Bahkan dalam kampanyenya, Slogan-slogan pro rakyat, menghiasi jalanan Ibu kota,
sampai di daerah. Karenanya, Jokowi harus berhati-hati dalam mengeluarkan
kebijakan. Apapun kebijakan yang diambil Jokowi harus pro-rakyat. Bukan
sebaliknya. Hal tersebut disampaikan oleh Ketua Umum DPP IMM, Beni Pramula.
Menurut
Beni, Jokowi harus tetap mengidentikkan diri sebagai presiden Pro-rakyat.
Jangan sekali-kali Jokowi mengidentikkan diri sebagai perwakilan wong cilik,
namun dalam perjalanan pemerintahan malah pro-pemilik modal. dan elit politik.
Menghadapi
rencana kenaikan BBM, Beni kembali mengingatkan kepada Presiden RI, bahwa isu
BBM adalah indikator tuk menilai menilai bahwa Jokowi adalah presiden yang pro ‘wong
cilik’, atau malah pro pemilik modal.
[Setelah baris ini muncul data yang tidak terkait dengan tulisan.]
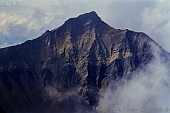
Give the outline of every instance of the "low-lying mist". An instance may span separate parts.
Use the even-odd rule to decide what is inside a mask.
[[[151,47],[154,59],[148,65],[138,70],[130,80],[110,81],[108,88],[101,92],[97,107],[99,113],[170,112],[168,67],[160,56],[161,49],[155,44]]]

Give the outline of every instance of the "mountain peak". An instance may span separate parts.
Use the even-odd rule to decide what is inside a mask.
[[[93,23],[98,23],[101,22],[101,18],[97,15],[95,11],[85,13],[82,15],[79,15],[78,17],[75,18],[70,18],[68,19],[65,24],[67,25],[74,25],[74,24],[85,24],[86,22],[93,22]]]

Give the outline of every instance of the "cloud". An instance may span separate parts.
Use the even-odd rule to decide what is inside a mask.
[[[141,29],[145,30],[163,48],[170,51],[170,1],[158,0],[155,7],[144,9],[141,16]]]
[[[154,60],[130,80],[112,83],[101,93],[98,111],[108,113],[166,113],[170,104],[169,70],[160,49],[151,44]],[[123,84],[122,84],[123,83]],[[113,86],[116,88],[113,89]]]

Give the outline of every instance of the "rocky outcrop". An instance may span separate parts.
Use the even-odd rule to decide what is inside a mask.
[[[157,45],[142,32],[110,27],[95,12],[71,18],[0,49],[0,106],[7,113],[95,112],[110,80],[129,79],[153,58],[150,43]]]

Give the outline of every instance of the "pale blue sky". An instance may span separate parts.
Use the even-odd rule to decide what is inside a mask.
[[[90,11],[113,28],[145,32],[170,52],[170,0],[0,0],[0,47],[37,38]]]

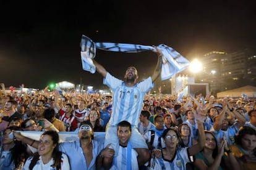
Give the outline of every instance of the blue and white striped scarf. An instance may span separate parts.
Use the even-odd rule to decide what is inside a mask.
[[[92,59],[95,57],[96,49],[105,51],[135,53],[147,51],[156,52],[156,49],[150,46],[113,42],[94,42],[91,39],[82,35],[81,42],[81,60],[83,70],[95,73],[96,68]],[[179,52],[164,44],[157,47],[163,54],[163,65],[161,72],[162,80],[169,79],[189,66],[190,62]]]

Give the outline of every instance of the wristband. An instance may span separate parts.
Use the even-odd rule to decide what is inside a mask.
[[[30,145],[30,146],[32,146],[33,145],[33,144],[35,143],[35,140],[33,140],[33,142],[32,142],[32,143]]]
[[[99,156],[101,157],[101,158],[104,158],[104,156],[103,155],[101,155],[101,152],[100,153]]]

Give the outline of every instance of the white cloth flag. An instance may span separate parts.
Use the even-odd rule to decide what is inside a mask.
[[[147,51],[156,51],[153,47],[150,46],[113,42],[94,42],[85,35],[82,36],[80,47],[83,70],[92,73],[95,73],[96,71],[92,59],[95,57],[96,48],[105,51],[130,53]],[[181,72],[189,66],[189,61],[173,48],[164,44],[158,45],[157,47],[163,54],[163,65],[161,72],[161,79],[162,80],[171,78],[174,74]]]
[[[45,131],[16,131],[20,132],[23,136],[29,137],[36,140],[39,140],[40,136]],[[78,133],[75,132],[58,132],[59,137],[59,142],[64,142],[67,141],[74,141],[79,140]],[[105,139],[105,132],[93,132],[94,140],[98,141],[99,142],[104,142]]]

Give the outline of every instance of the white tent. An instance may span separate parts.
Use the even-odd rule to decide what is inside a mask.
[[[242,97],[242,94],[245,94],[247,97],[256,97],[256,87],[252,86],[245,86],[237,89],[226,91],[217,93],[217,97]]]

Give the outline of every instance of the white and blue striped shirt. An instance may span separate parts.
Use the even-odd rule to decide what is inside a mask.
[[[133,87],[127,87],[123,81],[107,73],[103,84],[113,91],[113,112],[109,125],[116,126],[126,120],[137,127],[145,94],[153,87],[151,77]]]
[[[159,159],[155,157],[152,158],[150,169],[186,169],[186,164],[187,163],[192,162],[192,160],[190,160],[192,156],[189,156],[187,148],[188,147],[177,149],[171,161],[164,160],[163,157]]]
[[[114,157],[113,164],[110,168],[110,170],[139,169],[137,156],[138,156],[138,153],[130,146],[126,147],[119,146],[118,156]]]

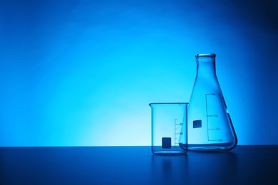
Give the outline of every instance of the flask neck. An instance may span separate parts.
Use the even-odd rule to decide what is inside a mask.
[[[215,54],[196,55],[195,57],[197,75],[216,75],[215,56]]]

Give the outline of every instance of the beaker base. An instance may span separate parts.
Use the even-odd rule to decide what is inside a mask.
[[[235,147],[235,143],[189,144],[188,150],[197,152],[228,151]]]
[[[160,154],[160,155],[181,155],[185,154],[186,153],[185,151],[175,151],[175,150],[163,150],[163,151],[153,151],[154,154]]]

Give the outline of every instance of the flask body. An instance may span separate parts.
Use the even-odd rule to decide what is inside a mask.
[[[215,54],[196,55],[197,75],[188,106],[188,149],[223,151],[237,138],[215,73]]]

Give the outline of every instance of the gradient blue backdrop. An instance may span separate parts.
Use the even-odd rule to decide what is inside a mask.
[[[153,102],[217,73],[239,144],[278,144],[274,1],[0,1],[0,146],[150,145]]]

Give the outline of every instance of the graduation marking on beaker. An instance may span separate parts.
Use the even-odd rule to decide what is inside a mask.
[[[210,94],[205,94],[205,109],[206,109],[206,115],[207,115],[207,140],[208,141],[217,141],[217,142],[222,142],[222,139],[211,139],[210,138],[210,130],[211,131],[220,131],[221,128],[220,127],[215,127],[215,128],[210,128],[209,127],[209,117],[213,117],[213,118],[217,118],[218,117],[218,114],[208,114],[207,111],[207,96],[215,96],[215,93],[212,92]]]

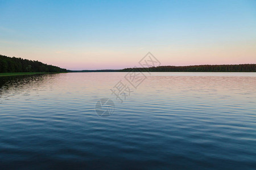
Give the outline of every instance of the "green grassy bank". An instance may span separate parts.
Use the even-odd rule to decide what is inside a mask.
[[[52,73],[0,73],[0,77],[4,76],[15,76],[15,75],[34,75],[34,74],[52,74]]]

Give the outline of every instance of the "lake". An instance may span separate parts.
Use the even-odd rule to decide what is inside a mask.
[[[256,168],[255,73],[137,77],[1,77],[0,169]]]

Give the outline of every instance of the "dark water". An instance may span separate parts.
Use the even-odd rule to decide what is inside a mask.
[[[126,74],[0,78],[0,169],[256,168],[255,73],[147,74],[121,103]]]

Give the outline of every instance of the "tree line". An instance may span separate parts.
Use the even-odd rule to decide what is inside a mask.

Pro korporasi dan mafia migas.
Beni
menegaskan, Jika Jokowi menaikkan harga BBM pada bulan November nanti, maka DPP
IMM akan menginstruksikan seluruh kader IMM hingga komisariat di kampus-kampus
seluruh Indonesia, untuk mendesak Jokowi Turun.
“BBM Naik
Jokowi harus ‘Turun’. Kenaikan BBM bukti bahwa Joko Widodo bukan Presiden pro
rakyat. IMM se-Indonesia akan turun menggalang kekuatan rakyat untuk mendesak
Presiden Mundur”, Tegas Beni.
Menurutnya,
dengan menaikkan BBM, ini tanda bahwa Joko Widodo bukanlah presiden rakyat
Indonesia. Bukan presiden ‘wong cilik’, Tapi presiden para Korporat. “Jika Presiden RI menaikkan BBM, maka Joko
Widodo bukanlah presiden yang pro rakyat. Karena dengan menaikkan BBM, ‘wong
cilik’ makin terhimpit. Jutaan penduduk Indonesia berpotensi jatuh dalam
kubangan kemiskinan karena daya beli masyarakat masih dibawah standar” Tegas Beni.
“Kenaikkan
harga BBM, hanya menguntungkan para korporasi besar yang juga bermain di sector
migas. Korporasi asing Akan menggeser Pertamina di sektor Hilir. Karena harga BBM dari korporasi asing yang sekarang marak di Ibu Kota
Jakarta dan kota-kota besar di Indonesia tidak akan berbeda jauh.” Lanjutnya.
Beni juga
menyingung partai penguasa yang dulunya bersikeras agar BBM tidak dinaikkan. “Jokowi
harusnya tidak perlu panik. Karena ada 1001 cara agar BBM tidak naik. Menurut
kajian partai pengusungnya. Sewaktu SBY menaikkan BBM”. Pungkas Beni.
Beni
menyarankan Presiden tidak berfikir sempit dengan menaikkan harga BBM. Karena
tidak akan menyelesaikan substansi masalah defisit APBN. Jokowi harus berfikir
menasionalisasi asset strategis bangsa ini (Migas). Minimal renegosiasi
kontrak. yang lebih menguntungkan bangsa.
“Migas
adalah kekayaan alam Indonesia yang manfaatnya bukan dirasakan rakyat. Tapi para
korporasi asing. Hampir 90 % Kekayaan Migas bangsa dikuasai korporasi asing. Bangsa Indonesia hanya bisa ‘gigit jari’ melihat kekayaan alam nya ‘dijarah’”.